Legal gap prevents broker probes
ISE says EU directive rules out investigating complaints about conduct prior to 2007
Published 10/03/2010 | 05:00
A major gap has emerged in relation to Irish authorities' ability to probe the conduct of stockbrokers prior to the introduction of key EU rules in November 2007, an Oireachtas committee heard yesterday.
Top officials from the Irish Stock Exchange (ISE) told the committee its hands are now legally tied when it comes to investigating complaints from non-consumers -- including credit unions with turnover in excess of €3m -- into the activity of brokers. Before the introduction of the EU Markets in Financial Instruments Directive (MiFID), the exchange was responsible for dealing with non-consumer complaints against member firms. The Financial Regulator has become the central authority since the legislation was introduced.
Powers to probe consumer complaints against brokers had been handed over by the ISE to the Financial Services Ombudsman in December 2005.
ISE chief executive Deirdre Somers (right) said the Financial Regulator approved the exchange's deletion of rules of investigation when MiFID came in. However, the new rules do not allow for the Financial Regulator to investigate complaints on broker activities prior to its introduction.
Ms Somers said: "We are led to believe that the Financial Regulator has received complaints against stockbroking firms relating to the period prior to November 1, 2007, however, we are not in a position to speculate on the exact nature of the issues."

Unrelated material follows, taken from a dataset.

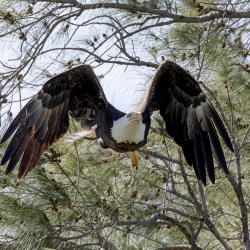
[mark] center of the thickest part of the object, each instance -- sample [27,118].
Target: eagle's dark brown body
[188,116]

She added: "As neither organisation has current investigative powers, there is a significant legal gap."
The bourse boss highlighted that "obviously, recourse to the courts remains a viable, albeit expensive, option".
In January, for example, Greystones and District Credit Union in Co Wicklow initiated an action against Bloxhams after losing some €1.25m as a result of allegedly negligent advise in relation to an investment bond, which has since collapsed in value.
Separately, Bloxhams is suing Morgan Stanley in the UK alleging breach of contract relating to the bond.
In 2008, the then-Financial Services Ombudsman Joe Meade ruled that Enfield Credit Union was sold unsuitable bonds by Davy. The stockbroker eventually agreed to pay compensation of €38m to cover losses to 136 credit unions that lost money on bonds it sold.
ISE chairman Padraig O'Connor said, however, that the exchange has received legal advice that a specific provision in the MiFID legislation could be used to allow the regulator probe cases prior to November 2007. Section 79 (1) of the directive allows that the watchdog "may impose requirements addition to those in these regulations" in exceptional cases -- with the approval of the Minister for Finance of the European Commission.
A spokesperson for the Financial Regulator said that this "is a matter of consideration". However, it is understood that the watchdog has also received legal advise that this section of the directive could not be used to close the gap -- though it is continuing to explore its options.